Stack-level diagnosis of proton exchange membrane fuel cell by the distribution of relaxation times analysis of electrochemical impedance spectroscopy

A comprehensive Distribution of Relaxation Times (DRT) analysis is carried out for a proton exchange membrane fuel cell (PEMFC) in this research, to achieve stack-level fault diagnosis by Electrochemical Impedance Spectroscopy (EIS). The durability and reliability of PEMFC are still crucial challenges for its commercialization, and EIS is a potential characteristic tool for diagnosis. However, the explanation and application of EIS are still ambiguous and insufficiently exploited for the PEMFC stack. DRT is a useful tool for EIS analysis, but it has not been applied to stack-level PEMFC diagnosis yet. In this work, to explore the possibility of using DRT as a PEMFC diagnosis tool, experiments are designed and carried out under different operating conditions, while the current, stoichiometry of the cathode, stoichiometry of the anode, temperature, and relative humidity are adjusted. Further, the detailed method to analyze PEMFC EIS data by DRT is presented, and the relationship between the PEMFC fault and DRT is built according to massive experiments and quantitative analysis.
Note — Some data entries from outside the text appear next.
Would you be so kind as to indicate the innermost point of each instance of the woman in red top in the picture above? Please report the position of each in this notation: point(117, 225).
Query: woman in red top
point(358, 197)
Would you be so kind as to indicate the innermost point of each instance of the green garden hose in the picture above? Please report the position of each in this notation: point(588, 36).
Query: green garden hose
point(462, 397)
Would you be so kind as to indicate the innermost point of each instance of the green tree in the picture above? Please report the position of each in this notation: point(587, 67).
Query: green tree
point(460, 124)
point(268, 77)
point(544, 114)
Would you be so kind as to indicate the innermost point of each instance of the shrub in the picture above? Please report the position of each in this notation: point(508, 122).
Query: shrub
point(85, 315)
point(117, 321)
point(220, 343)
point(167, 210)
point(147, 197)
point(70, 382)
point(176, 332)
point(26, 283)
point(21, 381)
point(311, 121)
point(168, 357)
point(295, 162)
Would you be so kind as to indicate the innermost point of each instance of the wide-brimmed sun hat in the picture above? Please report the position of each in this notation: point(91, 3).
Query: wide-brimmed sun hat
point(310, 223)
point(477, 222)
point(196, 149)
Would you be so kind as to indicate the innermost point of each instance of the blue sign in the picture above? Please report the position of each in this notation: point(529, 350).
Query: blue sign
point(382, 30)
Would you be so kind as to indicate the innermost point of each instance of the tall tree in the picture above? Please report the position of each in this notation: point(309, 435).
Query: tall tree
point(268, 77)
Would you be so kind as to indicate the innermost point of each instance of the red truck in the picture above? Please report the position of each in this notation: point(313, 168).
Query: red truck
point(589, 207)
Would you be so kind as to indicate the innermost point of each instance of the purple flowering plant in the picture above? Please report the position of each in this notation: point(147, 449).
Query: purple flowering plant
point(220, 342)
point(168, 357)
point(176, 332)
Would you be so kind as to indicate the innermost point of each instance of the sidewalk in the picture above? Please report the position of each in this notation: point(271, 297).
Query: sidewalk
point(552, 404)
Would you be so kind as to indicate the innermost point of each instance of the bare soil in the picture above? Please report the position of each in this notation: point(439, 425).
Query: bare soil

The DRT peaks can be assigned to the corresponding inner processes, and the diagnostic significance of the DRT features is quantitatively compared. Additionally, a novel equivalent circuit model (ECM) structure is proposed according to the DRT analysis, which is composed of 6 resistor–capacitor circuits that correspond to the inside processes, thus significantly contributing to stack-level fault diagnosis.